Je ressaisis le pied de la table, que je serrai contre ma poitrine, comme s’il eût été le compagnon de ma jeunesse et l’ami de mon cœur. Je prévoyais ce qui allait se passer, et cette fois je sentais que j’étais réellement perdu.

« Vous allez en goûter, dit ma sœur en s’adressant à ses invités avec la meilleure grâce possible ; vous allez en goûter, pour faire honneur au délicieux présent de l’oncle Pumblechook ! »

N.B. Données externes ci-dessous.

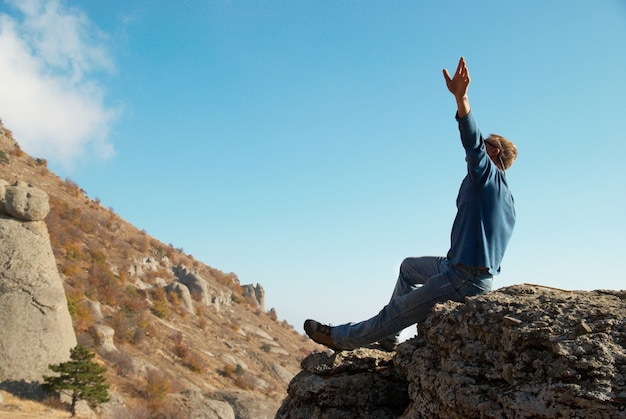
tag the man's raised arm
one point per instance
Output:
(457, 85)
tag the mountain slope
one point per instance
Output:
(216, 341)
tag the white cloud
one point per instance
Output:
(50, 98)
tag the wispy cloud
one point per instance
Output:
(50, 97)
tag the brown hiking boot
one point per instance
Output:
(320, 333)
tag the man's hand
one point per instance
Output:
(457, 85)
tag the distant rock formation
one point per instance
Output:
(519, 352)
(36, 325)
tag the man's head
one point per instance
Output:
(501, 151)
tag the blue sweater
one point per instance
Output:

Devaient-ils vraiment y goûter ! qu’ils ne l’espèrent pas !

« Vous saurez, dit ma sœur en se levant, que c’est un pâté, un savoureux pâté au jambon. »

La société se confondit en compliments. L’oncle Pumblechook, enchanté d’avoir bien mérité de ses semblables, s’écria :

« Eh bien ! mistress Joe, nous ferons de notre mieux ; donnez-nous une tranche dudit pâté. »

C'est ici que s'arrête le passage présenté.